Elana Schlenker (Faculty) is an art director and graphic designer. Through her independent studio practice she creates visual identities, books and publications, interactive projects, and environmental graphics. Elana has received the Art Directors Club Young Gun award (2015) and been named to Print magazine’s annual New Visual Artist list (2013), a distinction recognizing the top twenty creative talents under age thirty. She was also selected for the Center for Architecture’s Graphic Design Shortlist (2015). Prior to the establishment of her studio practice, Elana worked as an art director at Condé Nast and senior designer at Princeton Architectural Press. Elana publishes Gratuitous Type, an occasional pamphlet of typographic smut, and is the creator of Less Than 100, a traveling pop up shop for gender wage parity. Elana serves on the Board of Directors of the Silver Eye Center for Photography. (Photo: Ross Mantle)
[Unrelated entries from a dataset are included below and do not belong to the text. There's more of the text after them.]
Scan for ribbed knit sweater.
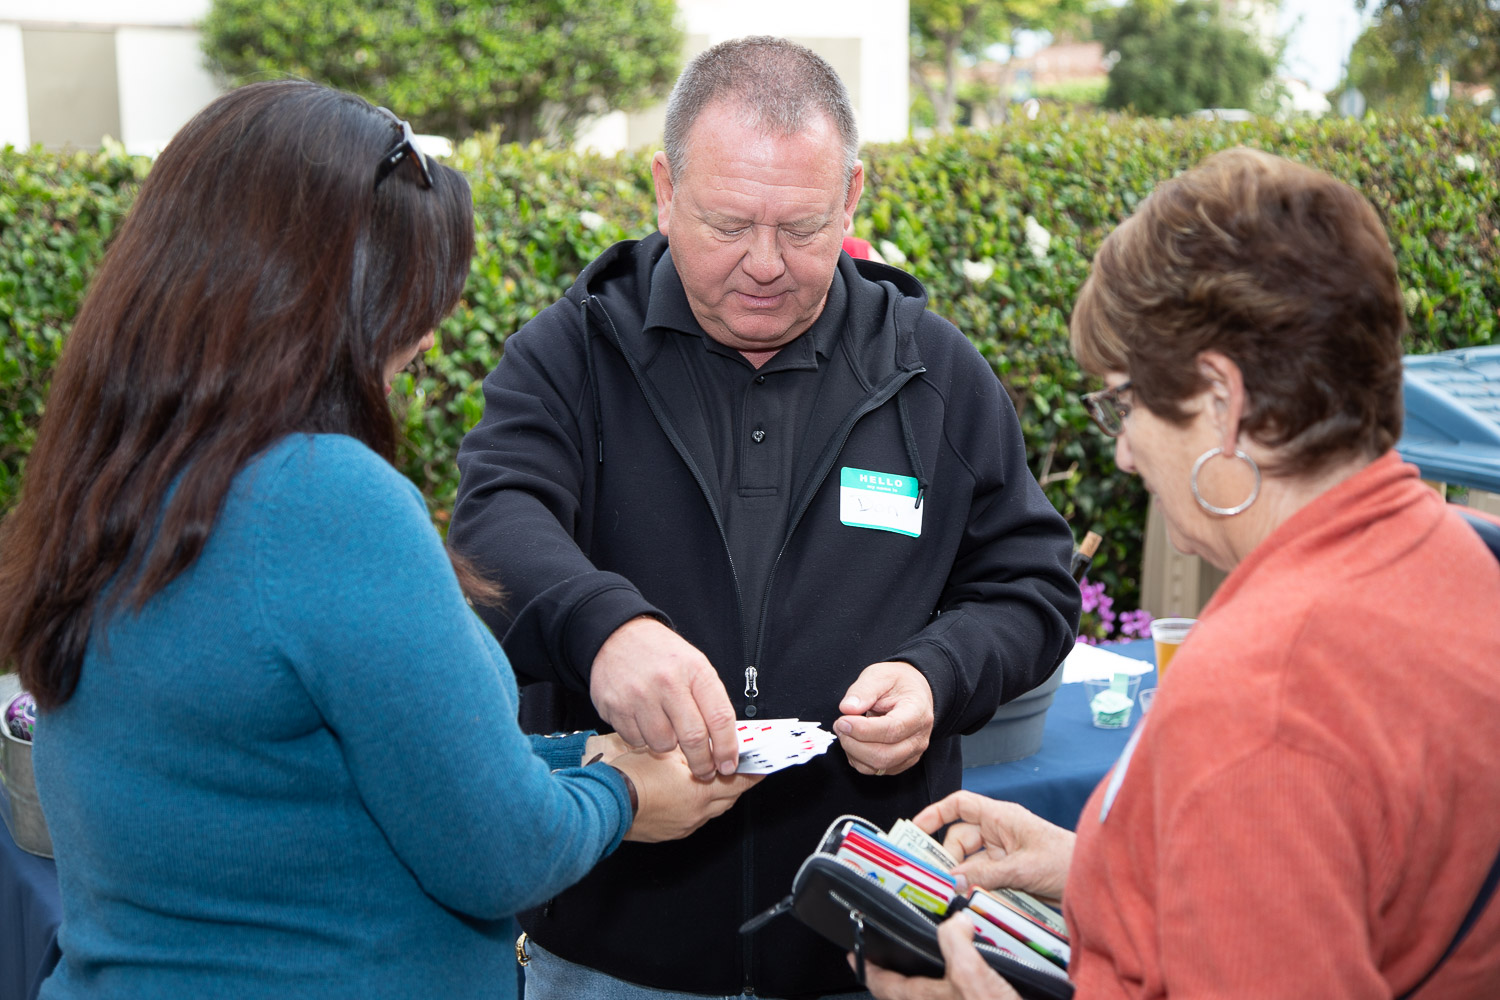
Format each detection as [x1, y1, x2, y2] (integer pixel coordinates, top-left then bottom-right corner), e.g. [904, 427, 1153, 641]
[1067, 453, 1500, 998]
[34, 434, 631, 1000]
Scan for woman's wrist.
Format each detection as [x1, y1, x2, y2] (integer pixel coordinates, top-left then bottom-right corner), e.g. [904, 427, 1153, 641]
[615, 766, 639, 815]
[586, 753, 638, 817]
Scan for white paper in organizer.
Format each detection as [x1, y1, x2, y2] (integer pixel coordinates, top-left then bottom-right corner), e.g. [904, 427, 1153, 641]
[1061, 642, 1155, 684]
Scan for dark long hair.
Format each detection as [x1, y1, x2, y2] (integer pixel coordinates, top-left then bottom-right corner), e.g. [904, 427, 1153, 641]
[0, 80, 476, 708]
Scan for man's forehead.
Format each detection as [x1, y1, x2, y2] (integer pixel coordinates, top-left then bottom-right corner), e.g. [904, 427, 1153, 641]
[674, 102, 843, 173]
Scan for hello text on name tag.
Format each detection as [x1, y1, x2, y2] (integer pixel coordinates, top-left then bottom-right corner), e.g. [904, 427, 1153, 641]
[838, 467, 923, 537]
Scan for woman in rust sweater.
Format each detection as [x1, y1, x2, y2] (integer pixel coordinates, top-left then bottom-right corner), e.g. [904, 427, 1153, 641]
[867, 148, 1500, 999]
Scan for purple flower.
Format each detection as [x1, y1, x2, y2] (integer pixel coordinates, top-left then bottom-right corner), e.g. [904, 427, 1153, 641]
[1079, 579, 1105, 615]
[1119, 608, 1154, 640]
[1076, 577, 1151, 647]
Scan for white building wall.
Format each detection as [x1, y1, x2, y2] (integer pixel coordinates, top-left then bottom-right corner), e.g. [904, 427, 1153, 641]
[0, 23, 29, 148]
[580, 0, 909, 154]
[675, 0, 909, 144]
[0, 0, 209, 26]
[1, 0, 216, 154]
[116, 26, 220, 156]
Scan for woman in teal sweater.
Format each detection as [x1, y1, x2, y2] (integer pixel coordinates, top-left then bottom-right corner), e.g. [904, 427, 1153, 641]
[0, 81, 758, 999]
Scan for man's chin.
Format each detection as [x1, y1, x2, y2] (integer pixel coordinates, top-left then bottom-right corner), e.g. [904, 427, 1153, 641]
[713, 316, 812, 353]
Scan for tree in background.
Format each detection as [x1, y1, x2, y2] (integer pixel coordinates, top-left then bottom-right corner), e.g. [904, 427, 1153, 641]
[1345, 19, 1430, 113]
[1348, 1, 1500, 111]
[910, 0, 1089, 133]
[1099, 0, 1278, 117]
[201, 0, 682, 144]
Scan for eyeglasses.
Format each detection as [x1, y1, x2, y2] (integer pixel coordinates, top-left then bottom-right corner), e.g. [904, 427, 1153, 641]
[373, 107, 433, 191]
[1082, 380, 1134, 437]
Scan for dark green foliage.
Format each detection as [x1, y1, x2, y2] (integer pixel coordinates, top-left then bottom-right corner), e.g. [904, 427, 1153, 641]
[4, 113, 1498, 609]
[200, 0, 683, 144]
[0, 143, 148, 515]
[1100, 0, 1278, 117]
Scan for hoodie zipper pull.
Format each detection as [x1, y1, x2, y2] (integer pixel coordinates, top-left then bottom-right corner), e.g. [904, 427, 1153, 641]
[744, 665, 759, 717]
[739, 893, 793, 935]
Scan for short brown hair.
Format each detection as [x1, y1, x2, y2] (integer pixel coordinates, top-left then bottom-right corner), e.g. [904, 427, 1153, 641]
[662, 36, 859, 189]
[1071, 147, 1407, 477]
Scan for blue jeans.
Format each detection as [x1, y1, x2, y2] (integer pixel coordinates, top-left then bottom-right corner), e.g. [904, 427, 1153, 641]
[523, 938, 874, 1000]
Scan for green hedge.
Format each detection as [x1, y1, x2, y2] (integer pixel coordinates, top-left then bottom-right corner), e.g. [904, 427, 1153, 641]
[4, 112, 1498, 609]
[0, 143, 148, 508]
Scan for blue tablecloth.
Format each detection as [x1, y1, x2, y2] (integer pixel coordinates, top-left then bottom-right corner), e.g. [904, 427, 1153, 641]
[0, 782, 61, 1000]
[962, 640, 1156, 831]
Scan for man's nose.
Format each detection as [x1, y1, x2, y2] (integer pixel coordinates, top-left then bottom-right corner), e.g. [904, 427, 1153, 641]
[741, 226, 786, 284]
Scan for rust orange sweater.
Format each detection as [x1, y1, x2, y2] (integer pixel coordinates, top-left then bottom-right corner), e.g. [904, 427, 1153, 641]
[1066, 453, 1500, 999]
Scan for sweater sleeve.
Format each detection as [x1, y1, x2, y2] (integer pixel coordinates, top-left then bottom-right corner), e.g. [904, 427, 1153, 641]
[889, 327, 1080, 735]
[252, 436, 631, 919]
[449, 300, 666, 692]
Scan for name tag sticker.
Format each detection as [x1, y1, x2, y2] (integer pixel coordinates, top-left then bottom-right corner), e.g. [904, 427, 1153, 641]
[839, 467, 923, 537]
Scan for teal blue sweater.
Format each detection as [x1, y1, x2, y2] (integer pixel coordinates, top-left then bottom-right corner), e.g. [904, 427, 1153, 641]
[34, 434, 631, 999]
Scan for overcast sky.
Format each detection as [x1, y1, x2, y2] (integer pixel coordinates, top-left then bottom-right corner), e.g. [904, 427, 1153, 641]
[1277, 0, 1371, 92]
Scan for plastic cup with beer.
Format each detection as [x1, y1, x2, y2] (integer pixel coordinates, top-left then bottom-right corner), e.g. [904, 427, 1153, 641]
[1149, 617, 1197, 678]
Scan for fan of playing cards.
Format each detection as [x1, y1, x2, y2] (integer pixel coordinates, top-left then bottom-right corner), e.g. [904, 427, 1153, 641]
[735, 718, 837, 774]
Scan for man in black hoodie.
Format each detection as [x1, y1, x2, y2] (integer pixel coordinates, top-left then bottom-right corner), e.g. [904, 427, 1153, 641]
[450, 35, 1080, 1000]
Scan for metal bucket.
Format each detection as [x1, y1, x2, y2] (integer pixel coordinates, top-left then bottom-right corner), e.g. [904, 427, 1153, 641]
[1, 680, 53, 858]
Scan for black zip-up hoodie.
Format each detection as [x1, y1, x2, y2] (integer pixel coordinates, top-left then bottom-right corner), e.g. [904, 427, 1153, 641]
[451, 233, 1080, 997]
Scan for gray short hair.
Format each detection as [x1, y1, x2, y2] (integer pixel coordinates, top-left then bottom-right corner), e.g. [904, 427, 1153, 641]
[662, 36, 860, 190]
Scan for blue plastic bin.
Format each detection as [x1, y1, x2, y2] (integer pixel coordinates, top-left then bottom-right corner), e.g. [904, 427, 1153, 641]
[1398, 346, 1500, 493]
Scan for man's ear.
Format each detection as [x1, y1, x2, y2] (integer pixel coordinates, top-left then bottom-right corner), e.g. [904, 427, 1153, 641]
[843, 161, 865, 231]
[1197, 350, 1247, 452]
[650, 152, 675, 233]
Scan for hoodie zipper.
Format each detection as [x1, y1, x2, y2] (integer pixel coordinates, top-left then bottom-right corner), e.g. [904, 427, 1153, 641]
[583, 292, 926, 995]
[586, 294, 764, 991]
[739, 365, 925, 994]
[751, 365, 926, 683]
[583, 295, 755, 676]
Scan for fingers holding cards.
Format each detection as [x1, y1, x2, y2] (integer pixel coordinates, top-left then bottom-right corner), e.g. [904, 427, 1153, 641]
[735, 719, 836, 774]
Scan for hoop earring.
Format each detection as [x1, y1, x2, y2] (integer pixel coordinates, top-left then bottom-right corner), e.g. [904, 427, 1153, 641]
[1191, 447, 1260, 516]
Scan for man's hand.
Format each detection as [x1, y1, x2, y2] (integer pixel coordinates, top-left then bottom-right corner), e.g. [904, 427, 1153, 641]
[835, 661, 934, 776]
[589, 617, 739, 780]
[860, 917, 1022, 1000]
[913, 791, 1075, 905]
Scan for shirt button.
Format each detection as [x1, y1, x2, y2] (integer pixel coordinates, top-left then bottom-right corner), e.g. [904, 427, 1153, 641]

Jo-ey Tang (Faculty) is an artist, writer and curator based in Columbus, OH and Paris, France. Currently as Director of Exhibitions of Beeler Gallery at Columbus College of Art & Design, he temporalizes each season of programming with its own rhythm. Season One: arms ache avid aeon: Nancy Brooks Brody / Joy Episalla / Zoe Leonard / Carrie Yamaoka: fierce pussy amplified explored the resonances between the individual practices of the queer art collective fierce pussy, with chapters at Beeler Gallery and Institute of Contemporary Art, Philadelphia. Season Two: Follow the Mudis structured as a series of instances in a process of accumulation, with images, sounds, movements and words by Michel Auder, Laëtitia Badaut Haussmann, Heide Hinrichs, Daniel Marcus, Robert Slifkin, Michael Stickrod, Julia Trotta, Vier5, and C. Spencer Yeh. Tang co-founded with Thomas Fougeirol The plates of the present, a photogram project with over 1000 prints by 130 artists, which was gifted to the Centre Pompidou, Paris, and will be the focus of an exhibition in fall 2020. He is an advisor to second shelf, a book acquisition project to diversify library holdings at Columbus College of Art & Design; Royal Academy of Fine Arts, Antwerp; and University of Bristol, UK. He has curated and organized events and exhibitions at FUTURA Centre for Contemporary Art, Prague; Rupert, Vilnius; Chi K11 Art Museum, Shanghai; and Praz-Delavallade, Paris. His writing has appeared in Artforum.com, Flash Art, and ArtAsiaPacific. He has interviewed and written on artists Barbara Bloom, Josephine Halvorson, Gabriel Kuri, Jean-Luc Moulène, Pratchaya Phinthong, Carissa Rodriguez, Elaine Cameron-Weir, R.H. Quaytman, Wang Bing, and Yu Ji. Tang is represented by Lyles & King, New York and Galerie Joseph Tang, Paris. (Photo: JiaHao Peng)
Res (Fellow) (b. 1985 in Paterson, NJ) is an artist and curator. They received their BA in Sociology and Studio Art from Smith College in 2008 and their MFA in Photography from the Yale School of Art in 2017. Res’s work has been exhibited throughout the United States including at Invisible-Exports, New York; BRIC, Brooklyn; Shulamit Nazarian, Los Angeles; and Casemore Kirkeby, San Francisco. In 2017 Res was a winner of the Baxter Street Camera Club of New York Annual Juried Competition, a recipient of the FLAGS (Fund for Lesbian and Gay Studies) Award from Yale University and shortlisted for the Lucie Foundation Scholarship. In 2018 their book, Towers of Thanks, was a finalist for The Lucie Photo Book Prize.